K-means fonctionne en : (1) initialisant aléatoirement K centres de clusters, (2) assignant chaque point de données au centre le plus proche, (3) déplaçant chaque centre vers la moyenne de ses points assignés, (4) répétant les étapes 2 et 3 jusqu'à convergence. Le principal défi : choisir K. La « méthode du coude » (tracer la perte vs. K et trouver l'inflexion) et les scores de silhouette sont des heuristiques courantes, mais le bon nombre de clusters nécessite souvent une connaissance du domaine.

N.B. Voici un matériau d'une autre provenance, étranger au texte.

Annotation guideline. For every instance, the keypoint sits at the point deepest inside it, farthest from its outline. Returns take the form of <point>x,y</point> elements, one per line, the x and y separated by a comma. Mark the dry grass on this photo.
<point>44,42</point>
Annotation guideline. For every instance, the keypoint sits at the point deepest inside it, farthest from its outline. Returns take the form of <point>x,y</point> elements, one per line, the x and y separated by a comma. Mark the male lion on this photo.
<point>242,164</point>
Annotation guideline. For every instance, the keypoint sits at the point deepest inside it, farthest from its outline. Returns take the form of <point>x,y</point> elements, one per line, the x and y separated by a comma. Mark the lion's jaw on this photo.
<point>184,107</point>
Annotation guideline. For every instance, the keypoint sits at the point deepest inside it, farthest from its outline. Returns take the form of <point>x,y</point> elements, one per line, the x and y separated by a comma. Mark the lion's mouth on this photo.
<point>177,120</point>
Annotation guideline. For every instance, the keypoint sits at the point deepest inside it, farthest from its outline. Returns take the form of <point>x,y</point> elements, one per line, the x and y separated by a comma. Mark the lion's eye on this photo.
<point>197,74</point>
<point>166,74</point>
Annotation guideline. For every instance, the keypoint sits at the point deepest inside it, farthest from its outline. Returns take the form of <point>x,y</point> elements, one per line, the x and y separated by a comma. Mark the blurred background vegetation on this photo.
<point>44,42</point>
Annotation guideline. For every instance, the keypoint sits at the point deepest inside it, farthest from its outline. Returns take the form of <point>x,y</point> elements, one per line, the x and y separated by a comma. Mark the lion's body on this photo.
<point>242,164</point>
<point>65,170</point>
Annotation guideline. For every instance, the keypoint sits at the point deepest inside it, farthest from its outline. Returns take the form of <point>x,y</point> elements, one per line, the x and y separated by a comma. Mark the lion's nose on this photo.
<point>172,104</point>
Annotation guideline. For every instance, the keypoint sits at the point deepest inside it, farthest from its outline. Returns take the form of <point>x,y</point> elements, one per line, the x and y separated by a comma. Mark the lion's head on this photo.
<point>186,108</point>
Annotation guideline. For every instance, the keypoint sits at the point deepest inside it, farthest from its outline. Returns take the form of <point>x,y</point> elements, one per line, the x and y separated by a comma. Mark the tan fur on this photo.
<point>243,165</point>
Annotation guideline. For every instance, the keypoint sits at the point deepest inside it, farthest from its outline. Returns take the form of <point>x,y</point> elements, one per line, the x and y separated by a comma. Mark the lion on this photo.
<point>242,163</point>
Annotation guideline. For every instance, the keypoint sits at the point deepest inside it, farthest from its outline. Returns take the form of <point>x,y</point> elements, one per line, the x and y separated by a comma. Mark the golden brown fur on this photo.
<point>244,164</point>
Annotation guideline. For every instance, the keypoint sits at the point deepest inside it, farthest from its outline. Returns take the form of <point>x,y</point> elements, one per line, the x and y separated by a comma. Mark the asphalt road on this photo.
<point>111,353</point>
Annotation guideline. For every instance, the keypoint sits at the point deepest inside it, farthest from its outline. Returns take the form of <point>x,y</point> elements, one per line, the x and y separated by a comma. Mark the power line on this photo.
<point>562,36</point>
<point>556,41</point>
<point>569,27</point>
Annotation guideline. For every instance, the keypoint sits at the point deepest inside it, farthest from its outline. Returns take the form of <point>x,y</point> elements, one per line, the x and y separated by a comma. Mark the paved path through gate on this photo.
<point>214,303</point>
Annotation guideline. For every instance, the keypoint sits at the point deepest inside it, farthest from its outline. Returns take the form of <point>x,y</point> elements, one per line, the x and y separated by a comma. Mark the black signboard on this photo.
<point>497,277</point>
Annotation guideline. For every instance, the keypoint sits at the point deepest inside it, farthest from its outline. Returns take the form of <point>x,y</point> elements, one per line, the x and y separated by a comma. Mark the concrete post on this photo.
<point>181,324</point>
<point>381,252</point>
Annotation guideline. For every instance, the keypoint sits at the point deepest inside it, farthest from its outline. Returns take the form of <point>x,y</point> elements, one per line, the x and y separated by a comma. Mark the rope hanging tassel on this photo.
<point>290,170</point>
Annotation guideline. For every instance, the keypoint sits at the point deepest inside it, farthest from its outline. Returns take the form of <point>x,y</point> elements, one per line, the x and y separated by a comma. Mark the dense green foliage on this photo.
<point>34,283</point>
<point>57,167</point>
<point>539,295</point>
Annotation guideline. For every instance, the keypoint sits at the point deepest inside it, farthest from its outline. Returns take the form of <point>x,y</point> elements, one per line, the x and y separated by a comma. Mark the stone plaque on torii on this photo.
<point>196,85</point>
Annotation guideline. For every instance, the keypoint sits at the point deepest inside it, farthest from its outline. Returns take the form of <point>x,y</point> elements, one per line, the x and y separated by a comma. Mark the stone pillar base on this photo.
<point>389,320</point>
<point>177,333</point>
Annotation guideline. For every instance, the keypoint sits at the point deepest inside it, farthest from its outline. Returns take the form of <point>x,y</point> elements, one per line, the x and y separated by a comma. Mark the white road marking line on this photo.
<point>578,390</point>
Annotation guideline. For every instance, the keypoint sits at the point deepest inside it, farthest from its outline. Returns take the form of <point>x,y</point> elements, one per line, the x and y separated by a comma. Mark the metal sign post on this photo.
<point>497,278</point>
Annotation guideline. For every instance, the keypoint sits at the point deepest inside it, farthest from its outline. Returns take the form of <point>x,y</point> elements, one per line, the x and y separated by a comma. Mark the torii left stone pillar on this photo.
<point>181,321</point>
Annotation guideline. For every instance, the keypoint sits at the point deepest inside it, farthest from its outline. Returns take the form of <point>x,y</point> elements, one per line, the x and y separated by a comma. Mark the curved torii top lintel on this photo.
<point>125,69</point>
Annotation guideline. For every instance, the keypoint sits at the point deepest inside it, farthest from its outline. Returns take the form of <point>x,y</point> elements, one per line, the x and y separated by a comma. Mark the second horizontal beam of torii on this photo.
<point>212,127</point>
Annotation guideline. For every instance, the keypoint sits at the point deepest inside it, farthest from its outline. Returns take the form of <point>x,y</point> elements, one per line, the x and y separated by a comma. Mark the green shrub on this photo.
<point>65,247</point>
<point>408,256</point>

DBSCAN découvre des clusters de formes arbitraires (K-means suppose des clusters sphériques) et identifie automatiquement les valeurs aberrantes comme des points de bruit. Le clustering hiérarchique construit un arbre de clusters imbriqués qu'on peut couper à n'importe quel niveau. Les modèles de mélange gaussien (GMM) modélisent les clusters comme des distributions de probabilité, permettant des assignations souples (un point peut appartenir partiellement à plusieurs clusters). Chaque méthode a ses forces pour différentes géométries de données et cas d'usage.

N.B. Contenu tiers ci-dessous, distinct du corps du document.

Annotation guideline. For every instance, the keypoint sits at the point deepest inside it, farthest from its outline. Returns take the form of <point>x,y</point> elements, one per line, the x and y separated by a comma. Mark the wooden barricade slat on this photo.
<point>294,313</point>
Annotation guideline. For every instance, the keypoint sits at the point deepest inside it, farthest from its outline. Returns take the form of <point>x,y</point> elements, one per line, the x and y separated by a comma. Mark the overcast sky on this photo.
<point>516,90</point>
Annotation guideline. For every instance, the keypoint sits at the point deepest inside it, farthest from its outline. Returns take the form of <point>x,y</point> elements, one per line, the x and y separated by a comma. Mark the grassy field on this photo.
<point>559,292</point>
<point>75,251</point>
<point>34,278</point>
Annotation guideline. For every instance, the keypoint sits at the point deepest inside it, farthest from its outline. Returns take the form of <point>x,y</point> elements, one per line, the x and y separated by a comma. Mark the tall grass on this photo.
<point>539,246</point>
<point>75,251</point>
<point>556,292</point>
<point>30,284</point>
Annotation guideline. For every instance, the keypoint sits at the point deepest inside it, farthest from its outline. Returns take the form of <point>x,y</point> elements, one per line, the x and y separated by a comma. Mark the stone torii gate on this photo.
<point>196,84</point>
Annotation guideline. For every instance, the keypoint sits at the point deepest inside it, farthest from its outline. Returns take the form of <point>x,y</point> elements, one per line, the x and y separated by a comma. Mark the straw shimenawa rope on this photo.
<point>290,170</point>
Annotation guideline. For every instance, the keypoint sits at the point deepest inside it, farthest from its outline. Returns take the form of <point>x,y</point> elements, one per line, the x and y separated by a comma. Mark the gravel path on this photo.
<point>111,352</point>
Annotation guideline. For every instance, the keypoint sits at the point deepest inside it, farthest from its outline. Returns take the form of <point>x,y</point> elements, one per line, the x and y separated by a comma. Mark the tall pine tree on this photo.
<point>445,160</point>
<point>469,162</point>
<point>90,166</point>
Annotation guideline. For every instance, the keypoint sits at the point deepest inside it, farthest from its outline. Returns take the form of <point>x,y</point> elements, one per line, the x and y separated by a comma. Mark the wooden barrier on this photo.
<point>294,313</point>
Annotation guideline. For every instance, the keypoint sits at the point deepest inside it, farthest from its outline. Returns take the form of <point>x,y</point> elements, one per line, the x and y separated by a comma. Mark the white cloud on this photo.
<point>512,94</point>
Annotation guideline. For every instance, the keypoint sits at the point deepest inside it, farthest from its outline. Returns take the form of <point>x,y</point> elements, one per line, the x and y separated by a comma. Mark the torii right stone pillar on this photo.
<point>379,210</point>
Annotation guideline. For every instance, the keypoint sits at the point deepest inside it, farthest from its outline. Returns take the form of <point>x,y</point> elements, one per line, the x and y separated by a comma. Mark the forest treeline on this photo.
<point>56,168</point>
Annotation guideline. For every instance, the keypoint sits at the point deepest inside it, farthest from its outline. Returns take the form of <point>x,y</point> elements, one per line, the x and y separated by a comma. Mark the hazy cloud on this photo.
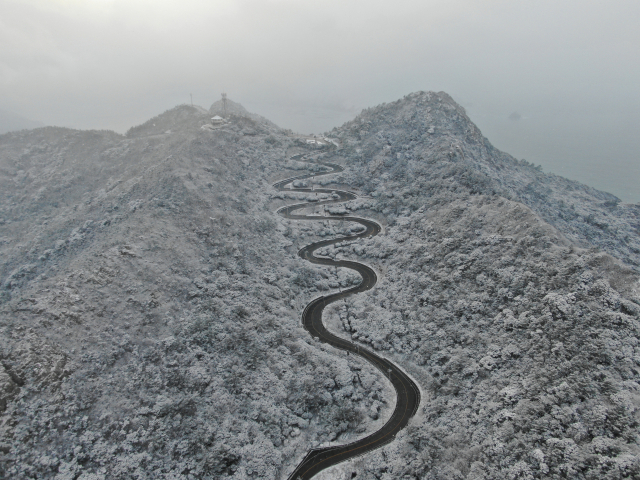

Combiner les embeddings avec le clustering est puissant pour l'analyse de texte. Encode une collection de documents avec un modèle d'embedding de phrases, puis fais le clustering des embeddings. Chaque cluster représente un groupe sémantique — des sujets, thèmes ou catégories qui émergent des données. C'est utilisé pour : organiser les tickets de support par sujet, découvrir les thèmes dans les réponses de sondages, regrouper des produits similaires, et la modélisation de sujets (une alternative moderne à LDA). Les clusters peuvent ensuite être étiquetés en demandant à un LLM de résumer de quoi parle chaque cluster.